Con 426 voti favorevoli, 125 contrari e 74 astenuti la plenaria ha approvato un testo più morbido rispetto alla proposta iniziale della commissione. Diversi emendamenti, presentati dai gruppi di maggioranza, sono infatti passati prima del voto finale sulla proposta di regolamento. Con il voto di oggi il Parlamento Europeo ha definito la sua posizione negoziale. Il Consiglio UE la definirà il 18 dicembre e si procederà poi con il trilogo, che inizierà verosimilmente a gennaio. A darne notizia è Il Sole24Ore

L’Italia, a partire dalle imprese e dalle associazioni più colpite dal provvedimento, quelle di packaging e agroalimentare, si è sempre detta contraria all’impostazione iniziale presentata dalla commissione. Le modifiche chieste in questi mesi riguardano soprattutto due punti: i target di riutilizzo e il divieto del packaging monouso. La filiera vitivinicola italiana ha esultato quando il voto in commissione Ambiente, lo scorso 24 ottobre ,– primo via libera alla proposta di regolamento della commissione – ha escluso le bottiglie di vino dal sistema dei target di riutilizzo per il vetro che avrebbero costituito un impatto oneroso per il settore, anche solo per la riorganizzazione della supply chain. È tuttavia rimasto all’interno dei vincoli del riuso, al momento, il comparto degli aperitivi, amari, liquori e distillati italiani. Una differenziazione che moltiplica i circuiti dei vuoti.
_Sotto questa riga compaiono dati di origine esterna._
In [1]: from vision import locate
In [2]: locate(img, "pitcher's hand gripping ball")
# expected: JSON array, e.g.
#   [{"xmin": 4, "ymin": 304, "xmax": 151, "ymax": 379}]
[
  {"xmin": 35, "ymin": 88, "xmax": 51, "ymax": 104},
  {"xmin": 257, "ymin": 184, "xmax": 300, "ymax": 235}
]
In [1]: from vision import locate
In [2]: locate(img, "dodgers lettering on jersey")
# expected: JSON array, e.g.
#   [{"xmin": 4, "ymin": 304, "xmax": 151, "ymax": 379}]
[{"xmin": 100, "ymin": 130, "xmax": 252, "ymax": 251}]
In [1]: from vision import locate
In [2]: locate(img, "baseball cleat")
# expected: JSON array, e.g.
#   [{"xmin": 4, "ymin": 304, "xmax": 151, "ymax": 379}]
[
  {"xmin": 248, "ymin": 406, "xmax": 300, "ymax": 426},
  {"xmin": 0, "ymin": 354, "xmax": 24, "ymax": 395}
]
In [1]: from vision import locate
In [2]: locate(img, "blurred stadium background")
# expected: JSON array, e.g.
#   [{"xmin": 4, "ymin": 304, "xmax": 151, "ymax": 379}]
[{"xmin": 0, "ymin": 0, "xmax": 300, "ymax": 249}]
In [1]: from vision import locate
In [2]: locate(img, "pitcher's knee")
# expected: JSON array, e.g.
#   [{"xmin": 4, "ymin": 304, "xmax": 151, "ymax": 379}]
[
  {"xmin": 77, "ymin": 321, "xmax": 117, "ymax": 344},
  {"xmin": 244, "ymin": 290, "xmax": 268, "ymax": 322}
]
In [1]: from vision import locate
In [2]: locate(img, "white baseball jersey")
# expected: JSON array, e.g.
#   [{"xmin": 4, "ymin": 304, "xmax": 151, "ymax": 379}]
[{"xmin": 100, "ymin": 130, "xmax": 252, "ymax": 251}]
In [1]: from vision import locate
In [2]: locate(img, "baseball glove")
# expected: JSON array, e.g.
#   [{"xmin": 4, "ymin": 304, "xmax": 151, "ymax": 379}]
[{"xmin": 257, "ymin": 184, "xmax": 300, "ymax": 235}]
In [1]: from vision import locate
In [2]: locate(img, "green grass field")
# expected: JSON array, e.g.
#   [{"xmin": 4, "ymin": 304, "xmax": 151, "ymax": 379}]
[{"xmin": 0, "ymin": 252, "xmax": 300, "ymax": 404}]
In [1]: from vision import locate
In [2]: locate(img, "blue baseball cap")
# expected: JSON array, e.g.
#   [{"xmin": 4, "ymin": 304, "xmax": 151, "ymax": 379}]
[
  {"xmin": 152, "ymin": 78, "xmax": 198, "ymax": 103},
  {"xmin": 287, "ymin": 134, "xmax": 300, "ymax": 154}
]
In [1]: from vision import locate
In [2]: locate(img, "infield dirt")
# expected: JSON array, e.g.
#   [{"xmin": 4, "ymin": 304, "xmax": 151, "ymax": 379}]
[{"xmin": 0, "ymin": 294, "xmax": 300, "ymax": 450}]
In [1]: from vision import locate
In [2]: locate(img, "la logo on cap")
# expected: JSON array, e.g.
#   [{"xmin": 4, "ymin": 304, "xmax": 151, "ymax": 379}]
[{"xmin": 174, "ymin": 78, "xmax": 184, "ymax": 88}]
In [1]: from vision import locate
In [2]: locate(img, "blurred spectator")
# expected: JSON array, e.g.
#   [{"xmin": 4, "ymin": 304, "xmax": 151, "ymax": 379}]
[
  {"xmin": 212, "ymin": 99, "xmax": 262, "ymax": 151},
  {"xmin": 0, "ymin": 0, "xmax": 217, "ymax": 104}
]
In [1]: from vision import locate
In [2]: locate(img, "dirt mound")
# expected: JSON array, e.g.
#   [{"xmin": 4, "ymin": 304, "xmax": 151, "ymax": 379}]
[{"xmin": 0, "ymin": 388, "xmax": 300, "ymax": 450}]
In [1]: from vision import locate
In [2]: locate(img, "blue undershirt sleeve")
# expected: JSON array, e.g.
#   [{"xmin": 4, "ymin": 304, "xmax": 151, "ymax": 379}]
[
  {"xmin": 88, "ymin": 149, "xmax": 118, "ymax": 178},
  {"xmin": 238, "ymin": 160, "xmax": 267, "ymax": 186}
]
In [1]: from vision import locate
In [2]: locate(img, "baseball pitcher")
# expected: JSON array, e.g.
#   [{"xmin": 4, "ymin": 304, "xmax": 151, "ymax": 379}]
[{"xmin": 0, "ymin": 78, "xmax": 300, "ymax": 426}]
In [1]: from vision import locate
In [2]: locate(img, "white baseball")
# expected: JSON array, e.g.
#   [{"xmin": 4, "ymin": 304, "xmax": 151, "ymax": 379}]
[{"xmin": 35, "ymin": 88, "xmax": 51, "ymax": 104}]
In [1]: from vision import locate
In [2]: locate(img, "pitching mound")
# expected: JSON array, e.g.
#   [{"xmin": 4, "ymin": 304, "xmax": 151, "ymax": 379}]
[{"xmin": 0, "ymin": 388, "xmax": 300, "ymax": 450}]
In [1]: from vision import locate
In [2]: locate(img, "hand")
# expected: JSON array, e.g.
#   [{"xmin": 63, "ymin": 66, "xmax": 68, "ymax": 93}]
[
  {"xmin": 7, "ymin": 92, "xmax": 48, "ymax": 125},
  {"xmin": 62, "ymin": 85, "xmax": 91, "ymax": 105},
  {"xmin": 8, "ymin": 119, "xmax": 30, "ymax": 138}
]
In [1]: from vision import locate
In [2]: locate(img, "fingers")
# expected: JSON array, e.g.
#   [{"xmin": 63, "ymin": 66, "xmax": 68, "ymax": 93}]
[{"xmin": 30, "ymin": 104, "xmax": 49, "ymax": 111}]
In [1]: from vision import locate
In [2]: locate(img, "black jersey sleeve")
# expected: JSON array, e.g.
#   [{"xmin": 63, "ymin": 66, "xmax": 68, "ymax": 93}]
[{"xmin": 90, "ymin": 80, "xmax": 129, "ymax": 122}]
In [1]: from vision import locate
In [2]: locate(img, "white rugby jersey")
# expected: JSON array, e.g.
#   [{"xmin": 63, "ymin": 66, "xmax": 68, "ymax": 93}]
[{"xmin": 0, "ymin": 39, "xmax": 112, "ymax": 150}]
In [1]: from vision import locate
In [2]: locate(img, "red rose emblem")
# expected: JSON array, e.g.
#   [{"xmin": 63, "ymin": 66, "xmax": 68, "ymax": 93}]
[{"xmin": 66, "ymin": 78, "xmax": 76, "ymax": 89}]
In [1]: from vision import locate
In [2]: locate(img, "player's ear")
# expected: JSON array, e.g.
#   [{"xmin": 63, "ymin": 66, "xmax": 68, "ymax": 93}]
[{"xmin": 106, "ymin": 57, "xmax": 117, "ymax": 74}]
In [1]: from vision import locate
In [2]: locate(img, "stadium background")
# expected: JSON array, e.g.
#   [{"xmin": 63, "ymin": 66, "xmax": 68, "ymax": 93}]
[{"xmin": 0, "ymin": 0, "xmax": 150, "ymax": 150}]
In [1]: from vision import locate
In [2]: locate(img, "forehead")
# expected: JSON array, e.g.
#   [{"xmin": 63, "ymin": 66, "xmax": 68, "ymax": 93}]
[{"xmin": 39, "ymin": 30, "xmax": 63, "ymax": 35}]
La sicurezza alimentare – e la prevenzione dello spreco – sono argomenti spesi anche a favore del packaging monouso, che nella proposta iniziale della commissione veniva ridimensionato, indicando il bando, tra le altre cose, di confezioni in plastica per frutta e verdura inferiori a 1,5 kg, delle bustine di zucchero e delle monoporzioni in generale a favore di prodotti sfusi.
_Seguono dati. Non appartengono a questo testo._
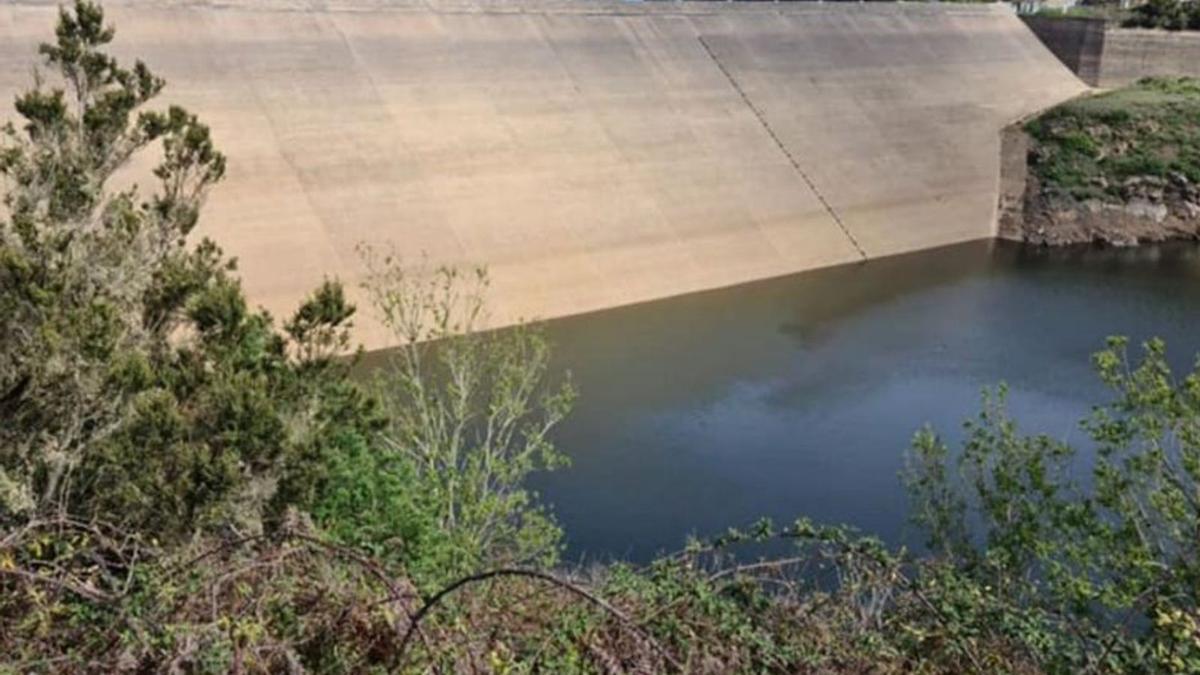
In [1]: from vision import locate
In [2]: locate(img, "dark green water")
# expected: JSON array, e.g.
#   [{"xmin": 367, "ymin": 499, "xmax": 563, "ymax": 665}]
[{"xmin": 533, "ymin": 243, "xmax": 1200, "ymax": 560}]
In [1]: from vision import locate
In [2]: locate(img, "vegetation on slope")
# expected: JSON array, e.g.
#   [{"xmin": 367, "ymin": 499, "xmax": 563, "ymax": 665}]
[
  {"xmin": 1122, "ymin": 0, "xmax": 1200, "ymax": 30},
  {"xmin": 1026, "ymin": 78, "xmax": 1200, "ymax": 199},
  {"xmin": 1014, "ymin": 78, "xmax": 1200, "ymax": 245},
  {"xmin": 0, "ymin": 0, "xmax": 1200, "ymax": 673}
]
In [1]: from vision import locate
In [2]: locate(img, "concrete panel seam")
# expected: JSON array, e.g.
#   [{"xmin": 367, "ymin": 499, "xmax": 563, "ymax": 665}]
[{"xmin": 696, "ymin": 35, "xmax": 868, "ymax": 261}]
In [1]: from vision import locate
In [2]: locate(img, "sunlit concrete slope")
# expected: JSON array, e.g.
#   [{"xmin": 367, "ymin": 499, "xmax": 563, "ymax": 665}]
[{"xmin": 0, "ymin": 0, "xmax": 1084, "ymax": 346}]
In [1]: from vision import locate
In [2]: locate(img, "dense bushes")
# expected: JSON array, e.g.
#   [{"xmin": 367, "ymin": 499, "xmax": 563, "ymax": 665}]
[
  {"xmin": 1123, "ymin": 0, "xmax": 1200, "ymax": 30},
  {"xmin": 1026, "ymin": 78, "xmax": 1200, "ymax": 201},
  {"xmin": 0, "ymin": 2, "xmax": 1200, "ymax": 673}
]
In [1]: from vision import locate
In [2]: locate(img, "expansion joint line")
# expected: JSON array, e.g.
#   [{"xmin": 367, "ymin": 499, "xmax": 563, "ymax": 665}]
[{"xmin": 696, "ymin": 35, "xmax": 866, "ymax": 261}]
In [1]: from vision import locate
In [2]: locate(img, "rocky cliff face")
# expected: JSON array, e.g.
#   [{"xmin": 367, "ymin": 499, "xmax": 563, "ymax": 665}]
[
  {"xmin": 998, "ymin": 79, "xmax": 1200, "ymax": 246},
  {"xmin": 1001, "ymin": 174, "xmax": 1200, "ymax": 246}
]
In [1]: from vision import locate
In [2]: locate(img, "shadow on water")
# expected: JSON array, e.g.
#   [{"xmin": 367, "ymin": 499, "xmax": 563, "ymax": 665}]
[
  {"xmin": 364, "ymin": 241, "xmax": 1200, "ymax": 561},
  {"xmin": 523, "ymin": 241, "xmax": 1200, "ymax": 560}
]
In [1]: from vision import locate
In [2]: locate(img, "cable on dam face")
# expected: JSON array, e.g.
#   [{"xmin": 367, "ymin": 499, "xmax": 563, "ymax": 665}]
[{"xmin": 696, "ymin": 35, "xmax": 868, "ymax": 261}]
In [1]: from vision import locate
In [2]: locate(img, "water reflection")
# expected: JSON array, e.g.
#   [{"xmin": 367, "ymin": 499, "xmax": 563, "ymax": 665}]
[{"xmin": 534, "ymin": 243, "xmax": 1200, "ymax": 558}]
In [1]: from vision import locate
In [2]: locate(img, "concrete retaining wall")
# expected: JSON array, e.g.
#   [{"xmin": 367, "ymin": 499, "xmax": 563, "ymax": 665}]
[
  {"xmin": 0, "ymin": 0, "xmax": 1084, "ymax": 347},
  {"xmin": 1100, "ymin": 29, "xmax": 1200, "ymax": 86},
  {"xmin": 1021, "ymin": 17, "xmax": 1200, "ymax": 88},
  {"xmin": 1021, "ymin": 16, "xmax": 1105, "ymax": 86}
]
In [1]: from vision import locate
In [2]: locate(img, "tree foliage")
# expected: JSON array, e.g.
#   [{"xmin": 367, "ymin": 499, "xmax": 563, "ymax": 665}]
[
  {"xmin": 0, "ymin": 1, "xmax": 376, "ymax": 537},
  {"xmin": 0, "ymin": 0, "xmax": 1200, "ymax": 674}
]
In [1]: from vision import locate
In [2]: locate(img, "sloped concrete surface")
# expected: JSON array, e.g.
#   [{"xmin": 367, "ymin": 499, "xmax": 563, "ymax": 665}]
[{"xmin": 0, "ymin": 0, "xmax": 1084, "ymax": 347}]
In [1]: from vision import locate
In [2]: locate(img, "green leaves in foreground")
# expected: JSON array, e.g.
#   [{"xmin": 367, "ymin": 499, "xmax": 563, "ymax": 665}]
[{"xmin": 906, "ymin": 339, "xmax": 1200, "ymax": 671}]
I punti contestati in questi mesi hanno riguardato anche l’introduzione di sistemi di deposito cauzionale (Drs) finalizzati al riciclo per i Paesi che non riescissero a raggiungere alti target di raccolta. E l’high-quality recycle, un riciclo di alta qualità che impone di riciclare un imballaggio e riprodurre lo stesso con la materia prima seconda. Un’impostazione che è in contraddizione con il sistema finora adottato, per cui la materia ricavata dal riciclo dei rifiuti da imballaggio viene usata dove c’è la domanda, come il settore dell’automotive per esempio. Infatta nella versione finale votata dal parlamento è passata la versione open loop: non più con l’obbligo di andare da bottiglia a bottiglia, i materiali da riciclo possono essere usati per fare anche altro.